Alice's Double Wedding Ring Quilt

Earlier this month I introduced you to my great-grandmother, Alice. She was a prolific quilter, and I was lucky to have her in my life until I was ten.

One of my favorite quilts of hers is a Double Wedding Ring quilt. I was fascinated by the illusion of interlocking rings when I was a kid, and it reminded me of the Olympic rings.

I was so intrigued by it that I was inspired to make a Double Wedding Ring quilt as my first project when I started quilting. Oops. I was crazy ambitious, but it did come together by hand (over a number of years). I wish I had a picture to share, but it was gifted away. While my Double Wedding Ring quilt used templates for each piece in the ring, Alice's definitely doesn't.

Rather the pieces in the ring seem to be assembled haphazardly, and the ring may have just been cut out of a pieced section. Highly crafty. I'd love to hear your thoughts on how the curved sections are put together. I get such a kick out of these wonky pieces when I think about how long it took me to cut out all of the pieces that made up the curves in the quilt I made. At least I had a rotary cutter.

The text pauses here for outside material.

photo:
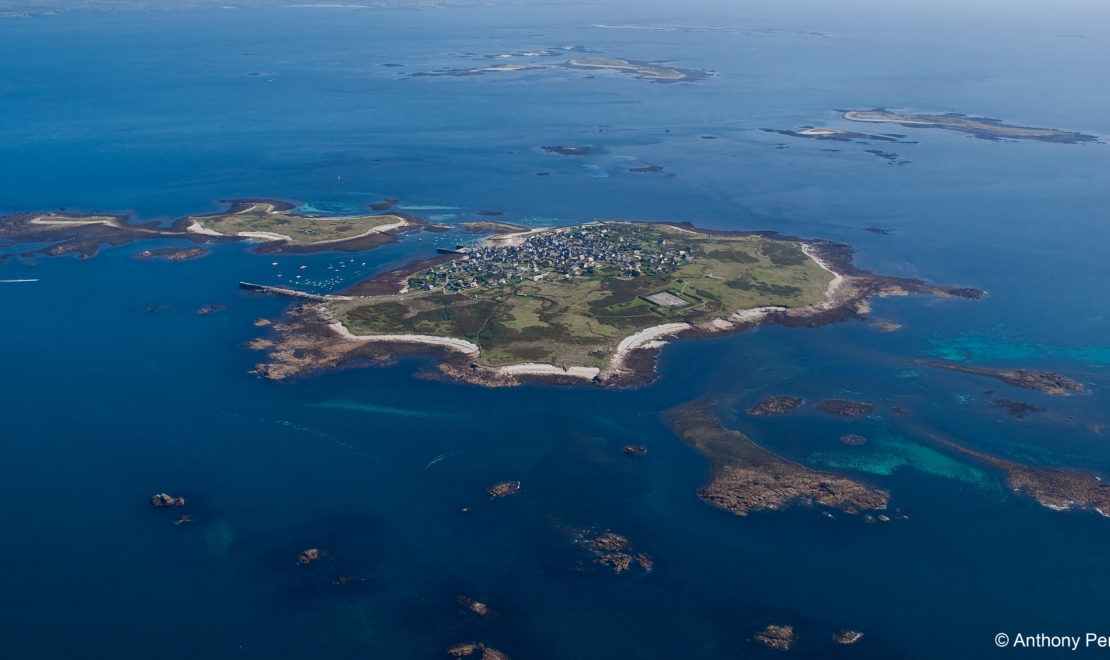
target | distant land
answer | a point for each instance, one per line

I loved showing this quilt at the February Austin Modern Quilt Guild meeting, since we brought quilts that inspired us. Everyone loved the yellow binding. 

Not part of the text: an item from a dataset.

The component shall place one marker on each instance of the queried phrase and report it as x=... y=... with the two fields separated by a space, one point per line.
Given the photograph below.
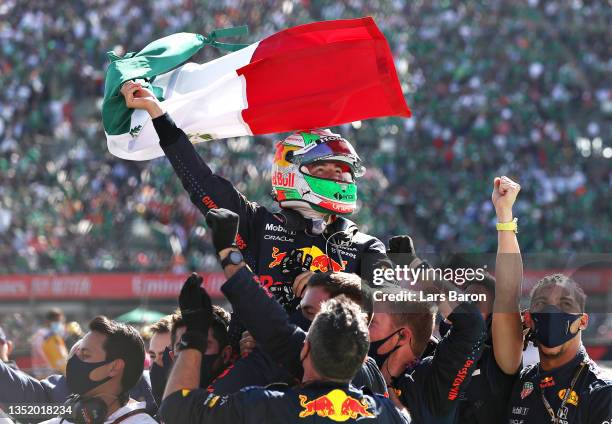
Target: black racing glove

I sure do, too. The back is all green fabric like the background fabric on the front of the quilt.

It really shows off the quilting. With so much effort put into hand quilting all around the pieces and in the middle of the blocks, the back looks as pretty as the front to me. I definitely did not go into this much detail when hand quilting the Double Wedding Ring quilt that I made ;-)

This is a perfect example of why Clare at selfsewn prefers solid backs to pieced ones. The quilting really does stand out when the back is once solid piece of fabric. 

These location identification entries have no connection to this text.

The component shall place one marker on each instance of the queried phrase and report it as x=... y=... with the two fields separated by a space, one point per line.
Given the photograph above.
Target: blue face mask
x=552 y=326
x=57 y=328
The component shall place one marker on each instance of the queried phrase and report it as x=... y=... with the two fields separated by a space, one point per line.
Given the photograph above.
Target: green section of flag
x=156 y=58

I'm humbled and happy whenever I look at this quilt. I hope you've enjoyed getting to know it, too!

Happy Crafting!


  1. I can see why this quilt inspired you. It's beautiful! And to think your great-grandmother did all that without the advantages of the tools we have to day. Amazing!

  2. Hi Claire.
    Is it all handsewn?
    I paper pieced my flowering snowball, which is a simpler version, I haven't tried sewing curves, but Mary @Molly Flanders does them really well.